A horror story at US border

19,444 gallons of water in the desert: how volunteers save lives at the US border

Carrot Quinn volunteered with No More Deaths, an organization devoted to those who risk dehydration entering the US where the wilderness is a 'weapon' e're walking in the Growler Valley near Ajo, Arizona, sidestepping around bristling cholla cactuses and traversing the deep, sandy washes that cut the land when we find the skull.

This essay by Carrot Quinn is a good example of blending of personal writing and journalism. When you cover an issue that is so difficult and emotionally eviscerating and you’re an eye-witness to numerous speechless victims whose stories will go untold and you have the burden of relaying that condition of omission and then there are these difficult questions like “what for? why? how could we?”, it is hard to check your outrage and balance the needs of a perfect narrative.

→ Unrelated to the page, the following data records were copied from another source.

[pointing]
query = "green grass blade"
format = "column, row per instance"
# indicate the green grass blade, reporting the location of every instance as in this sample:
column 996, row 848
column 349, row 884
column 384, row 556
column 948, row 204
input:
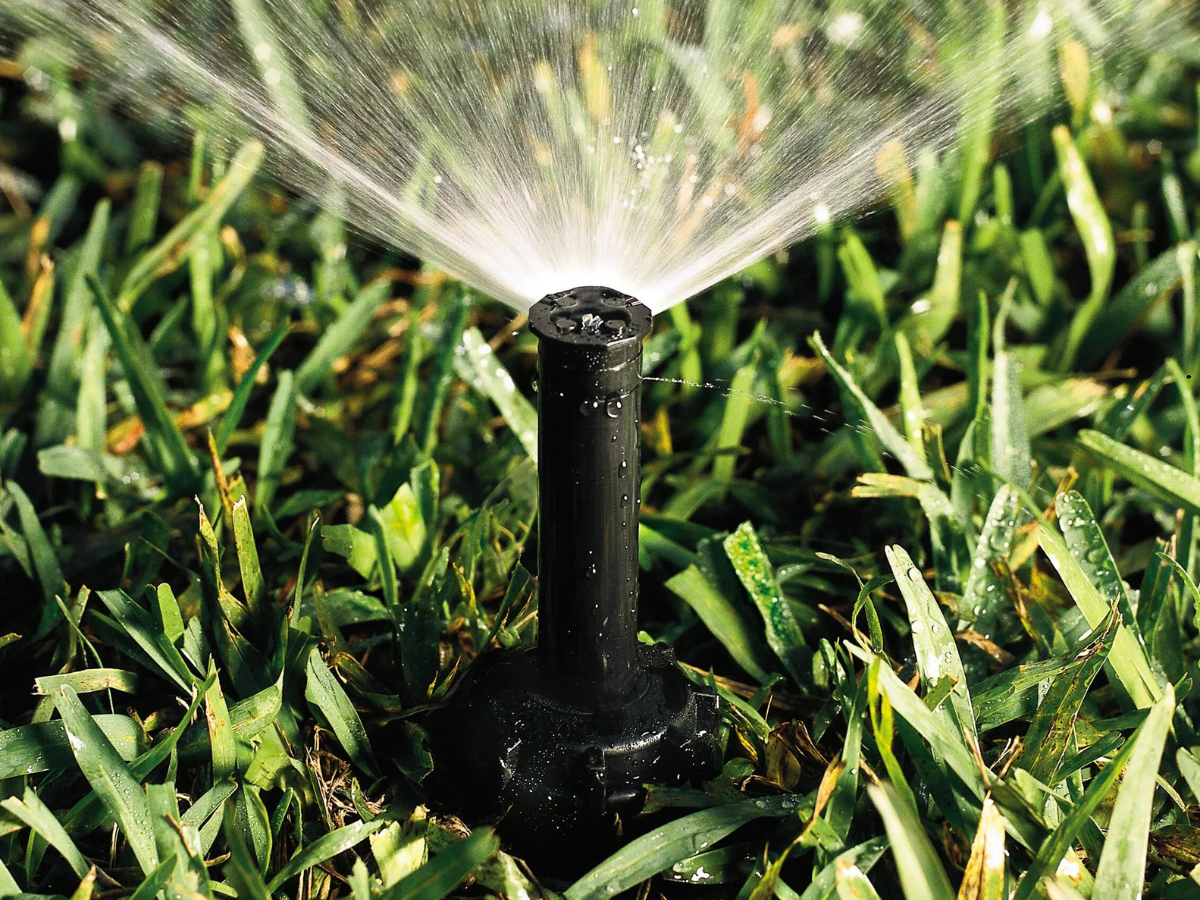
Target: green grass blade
column 677, row 840
column 723, row 618
column 1093, row 226
column 447, row 870
column 198, row 225
column 324, row 847
column 232, row 417
column 870, row 414
column 279, row 438
column 1053, row 726
column 109, row 778
column 340, row 337
column 168, row 445
column 1128, row 657
column 247, row 557
column 985, row 877
column 1153, row 475
column 759, row 579
column 937, row 657
column 922, row 875
column 477, row 365
column 1122, row 870
column 43, row 747
column 1055, row 847
column 35, row 814
column 327, row 694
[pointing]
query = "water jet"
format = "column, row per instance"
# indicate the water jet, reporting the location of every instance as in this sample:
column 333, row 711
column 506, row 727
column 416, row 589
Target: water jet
column 557, row 742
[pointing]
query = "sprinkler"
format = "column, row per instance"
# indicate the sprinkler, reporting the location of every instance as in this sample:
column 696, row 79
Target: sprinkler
column 556, row 743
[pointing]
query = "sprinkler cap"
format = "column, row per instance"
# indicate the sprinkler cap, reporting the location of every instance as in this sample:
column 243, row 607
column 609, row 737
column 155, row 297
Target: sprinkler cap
column 592, row 317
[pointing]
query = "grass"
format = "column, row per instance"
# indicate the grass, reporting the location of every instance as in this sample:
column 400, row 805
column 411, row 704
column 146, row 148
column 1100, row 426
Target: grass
column 934, row 535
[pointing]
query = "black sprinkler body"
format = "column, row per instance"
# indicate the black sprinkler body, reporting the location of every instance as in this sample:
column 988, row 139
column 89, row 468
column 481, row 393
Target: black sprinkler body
column 556, row 743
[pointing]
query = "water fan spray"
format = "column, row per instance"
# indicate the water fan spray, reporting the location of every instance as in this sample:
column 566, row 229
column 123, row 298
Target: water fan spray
column 557, row 742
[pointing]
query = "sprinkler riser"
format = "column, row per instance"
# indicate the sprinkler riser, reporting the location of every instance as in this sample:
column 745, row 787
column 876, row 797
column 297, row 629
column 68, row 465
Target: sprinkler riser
column 588, row 480
column 556, row 743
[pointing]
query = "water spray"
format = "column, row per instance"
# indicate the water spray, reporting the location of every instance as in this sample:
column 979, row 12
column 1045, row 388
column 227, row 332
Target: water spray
column 556, row 743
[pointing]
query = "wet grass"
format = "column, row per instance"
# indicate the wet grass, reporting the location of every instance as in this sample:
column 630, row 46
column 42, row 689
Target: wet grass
column 930, row 529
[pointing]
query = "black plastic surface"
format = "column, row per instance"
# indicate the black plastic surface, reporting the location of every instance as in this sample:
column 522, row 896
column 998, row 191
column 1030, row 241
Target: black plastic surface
column 556, row 744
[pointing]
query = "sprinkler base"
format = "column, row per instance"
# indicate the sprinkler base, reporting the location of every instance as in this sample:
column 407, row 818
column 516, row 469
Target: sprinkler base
column 558, row 779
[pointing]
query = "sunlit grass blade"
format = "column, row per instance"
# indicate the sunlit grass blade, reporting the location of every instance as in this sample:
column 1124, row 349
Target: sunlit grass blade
column 673, row 841
column 1051, row 853
column 922, row 875
column 1153, row 475
column 1121, row 874
column 447, row 870
column 109, row 777
column 328, row 845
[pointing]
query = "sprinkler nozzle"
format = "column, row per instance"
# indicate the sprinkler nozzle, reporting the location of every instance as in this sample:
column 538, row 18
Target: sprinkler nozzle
column 558, row 742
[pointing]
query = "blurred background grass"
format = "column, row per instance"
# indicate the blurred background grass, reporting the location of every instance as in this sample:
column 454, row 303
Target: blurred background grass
column 921, row 501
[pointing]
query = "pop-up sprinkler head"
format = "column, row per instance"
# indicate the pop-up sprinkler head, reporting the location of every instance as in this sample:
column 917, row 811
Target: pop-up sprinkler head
column 557, row 743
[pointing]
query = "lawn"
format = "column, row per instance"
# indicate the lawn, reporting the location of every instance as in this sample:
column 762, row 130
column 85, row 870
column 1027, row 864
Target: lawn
column 921, row 501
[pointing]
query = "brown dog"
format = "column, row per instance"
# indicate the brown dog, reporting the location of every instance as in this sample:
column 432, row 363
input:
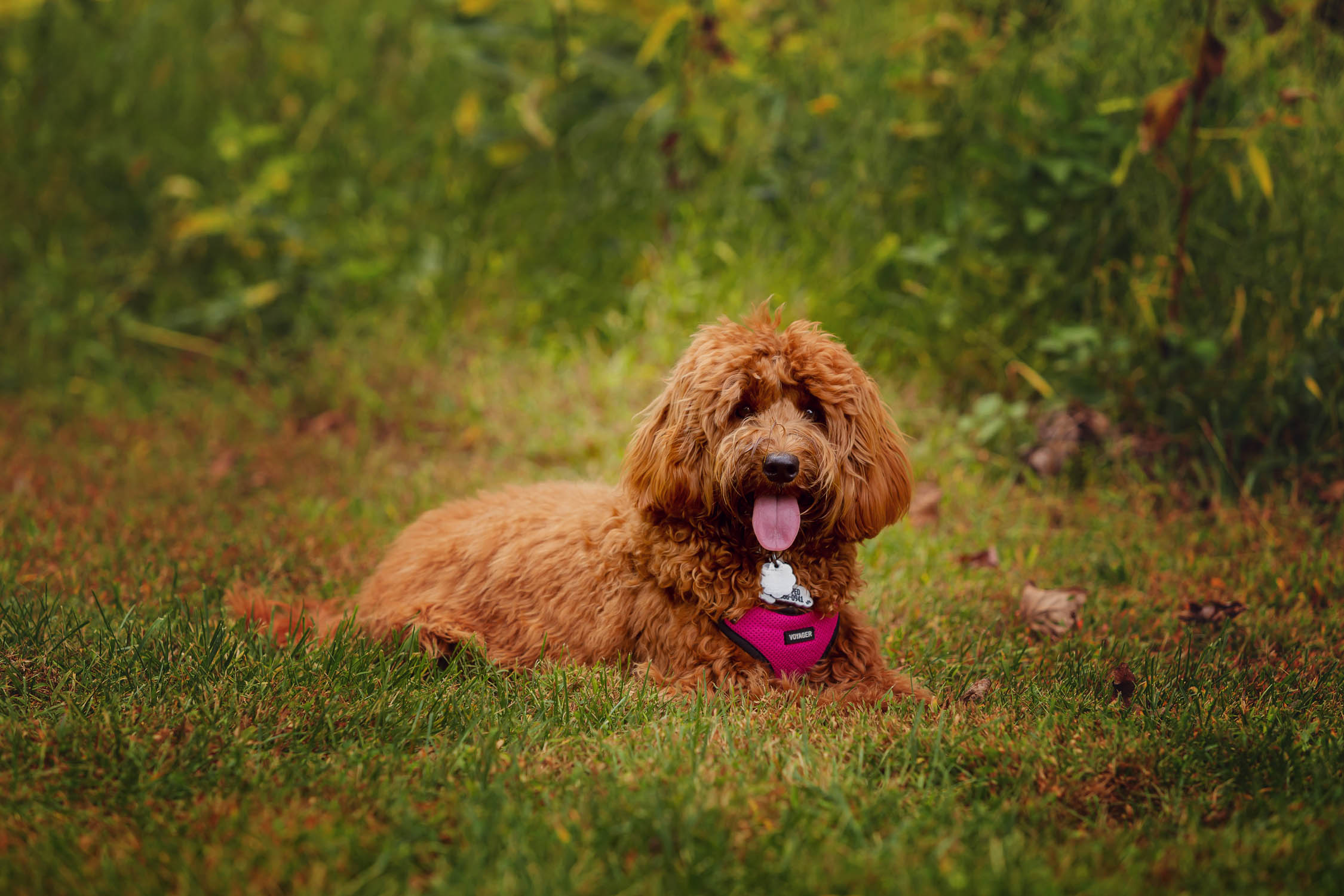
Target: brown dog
column 768, row 448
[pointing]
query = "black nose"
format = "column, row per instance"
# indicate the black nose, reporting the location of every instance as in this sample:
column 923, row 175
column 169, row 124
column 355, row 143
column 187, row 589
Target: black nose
column 780, row 468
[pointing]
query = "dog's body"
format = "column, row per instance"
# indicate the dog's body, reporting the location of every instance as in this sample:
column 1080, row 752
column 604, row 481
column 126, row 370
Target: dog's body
column 759, row 433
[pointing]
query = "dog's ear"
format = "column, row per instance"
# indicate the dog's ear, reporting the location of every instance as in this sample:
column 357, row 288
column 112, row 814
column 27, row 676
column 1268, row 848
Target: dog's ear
column 662, row 469
column 877, row 481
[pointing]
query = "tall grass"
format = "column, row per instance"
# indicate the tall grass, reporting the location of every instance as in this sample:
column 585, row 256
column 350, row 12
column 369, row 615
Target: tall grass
column 956, row 186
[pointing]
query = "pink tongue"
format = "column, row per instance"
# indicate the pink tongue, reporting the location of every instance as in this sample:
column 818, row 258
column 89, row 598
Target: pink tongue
column 775, row 519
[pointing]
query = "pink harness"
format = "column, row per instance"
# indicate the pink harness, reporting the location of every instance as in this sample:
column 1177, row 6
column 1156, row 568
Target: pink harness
column 789, row 644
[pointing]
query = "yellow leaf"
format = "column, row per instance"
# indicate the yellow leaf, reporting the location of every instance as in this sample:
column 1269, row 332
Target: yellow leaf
column 507, row 154
column 1119, row 104
column 207, row 220
column 1260, row 167
column 660, row 33
column 467, row 117
column 170, row 339
column 261, row 293
column 823, row 104
column 180, row 187
column 1036, row 381
column 647, row 111
column 530, row 113
column 1234, row 180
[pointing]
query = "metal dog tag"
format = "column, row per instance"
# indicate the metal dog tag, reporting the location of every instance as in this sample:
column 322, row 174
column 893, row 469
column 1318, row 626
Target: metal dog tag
column 778, row 585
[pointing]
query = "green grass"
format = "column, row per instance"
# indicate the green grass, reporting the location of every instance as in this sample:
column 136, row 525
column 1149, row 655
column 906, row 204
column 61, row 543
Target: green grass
column 148, row 745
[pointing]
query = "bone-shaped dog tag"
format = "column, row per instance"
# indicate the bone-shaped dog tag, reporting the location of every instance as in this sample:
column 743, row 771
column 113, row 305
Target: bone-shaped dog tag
column 780, row 585
column 777, row 578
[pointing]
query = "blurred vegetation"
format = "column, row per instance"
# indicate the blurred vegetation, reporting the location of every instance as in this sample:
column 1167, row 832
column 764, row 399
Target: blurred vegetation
column 959, row 187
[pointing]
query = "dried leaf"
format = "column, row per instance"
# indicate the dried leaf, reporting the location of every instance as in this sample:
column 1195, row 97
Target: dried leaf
column 467, row 117
column 823, row 104
column 1051, row 612
column 1292, row 96
column 222, row 465
column 660, row 33
column 324, row 422
column 923, row 504
column 987, row 559
column 1213, row 54
column 1060, row 435
column 1122, row 683
column 977, row 691
column 1162, row 112
column 1211, row 612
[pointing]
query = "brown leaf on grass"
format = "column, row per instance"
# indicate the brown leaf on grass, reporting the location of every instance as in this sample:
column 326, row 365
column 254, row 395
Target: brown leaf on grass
column 1122, row 683
column 977, row 691
column 1060, row 435
column 987, row 559
column 1162, row 112
column 324, row 422
column 923, row 504
column 1292, row 96
column 1051, row 612
column 1211, row 612
column 1213, row 54
column 222, row 465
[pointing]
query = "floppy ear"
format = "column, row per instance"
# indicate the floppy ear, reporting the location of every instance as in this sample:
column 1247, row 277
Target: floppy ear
column 662, row 469
column 877, row 481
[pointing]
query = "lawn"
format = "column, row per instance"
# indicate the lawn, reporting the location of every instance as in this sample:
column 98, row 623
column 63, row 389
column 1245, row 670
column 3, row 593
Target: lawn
column 151, row 745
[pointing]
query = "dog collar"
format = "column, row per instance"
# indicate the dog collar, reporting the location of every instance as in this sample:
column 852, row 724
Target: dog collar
column 788, row 643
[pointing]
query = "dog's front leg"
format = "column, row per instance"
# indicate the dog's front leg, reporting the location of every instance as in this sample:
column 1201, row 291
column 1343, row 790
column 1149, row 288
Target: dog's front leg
column 690, row 653
column 854, row 670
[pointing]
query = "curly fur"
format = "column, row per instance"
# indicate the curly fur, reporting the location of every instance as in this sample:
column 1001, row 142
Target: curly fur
column 643, row 570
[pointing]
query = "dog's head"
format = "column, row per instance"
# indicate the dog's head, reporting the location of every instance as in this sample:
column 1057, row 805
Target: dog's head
column 773, row 435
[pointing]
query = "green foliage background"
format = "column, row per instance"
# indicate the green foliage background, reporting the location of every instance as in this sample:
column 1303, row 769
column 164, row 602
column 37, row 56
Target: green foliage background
column 948, row 186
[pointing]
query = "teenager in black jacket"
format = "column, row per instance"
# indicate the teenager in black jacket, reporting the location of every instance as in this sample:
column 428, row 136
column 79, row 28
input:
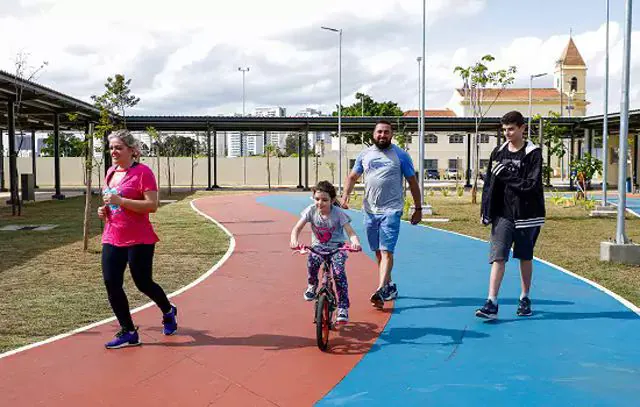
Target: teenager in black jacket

Quinn writes: “It wasn’t always this way; for decades, the route into the US was less hazardous to human life, and yearly deaths hovered in the single digits. Then, in the mid 1990s, the Border Patrol adopted a strategy called “prevention through deterrence”: urban areas were walled off and checkpoints were placed in such a way that people attempting to cross were funneled into the driest, most remote and brutal parts of the desert, far from roads, resources or possible rescue. In other words, the US Border Patrol used the desert wilderness as a weapon.”